They did not, in the end, have much time to plan. The whole irate advance host of King Carillon’s outrage came up the finished road just after dawn, in a clatter of hooves and armor and sword-steel and knighthood.

Garrett, having inadvertently made the bedroom—and then the kitchen, and then the long stone bench near Lorre’s garden pool—radiantly warm again, was in the middle of explaining why this loss of control was Alex’s fault, when the hillside shouted a warning. He grabbed Alex’s hand. “Your father—”

Alex said a word that should’ve scandalized the marble, if it weren’t beyond blushing. “Of course Lorre just showed up and took me—the rumor must be everywhere, the Grand Sorcerer kidnapped a prince—”

Garrett muttered the same word. “It’s still just us here—I can try to protect us, but I’m not Lorre—the earthquake offer’s still open—”

“The Second Sorcerer of the Middle Lands can’t kill the King of Averene.”

“No.

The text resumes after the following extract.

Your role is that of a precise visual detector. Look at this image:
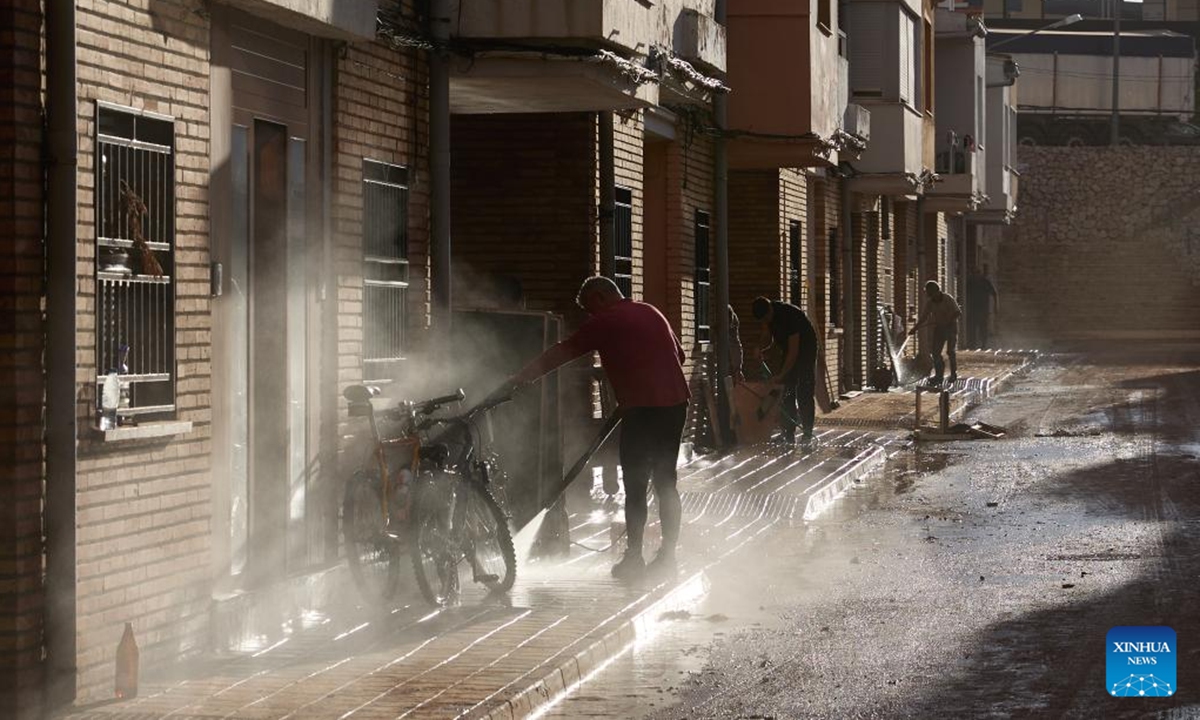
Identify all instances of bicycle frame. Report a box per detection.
[342,385,464,527]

I know.” He pressed fingertips against the spot between his eyebrows. It felt like a bruise. “Let me think.”

Something else touched his forehead. Cool. Smooth. Familiar. The headache vanished like a ghost at sunrise. Garrett opened his eyes, protested, “That wasn’t for me.”

“It was.” Alex, smiling crookedly, set the twelfth enchanted pebble into Garrett’s hand, closed their fingers around it. “I saved that one in case you had a headache and wouldn’t tell me.”

“You…I don’t know how many times I can say I love you. So many times. I would’ve told you to heal yourself with it if I’d known you had it.”

“I know. It was in my pocket. It’s been there for a while.”

Garrett opened his hand, held out the pebble: tiny, shaped by time and pressure, enchantment spent. “It can stay there. If you want it.”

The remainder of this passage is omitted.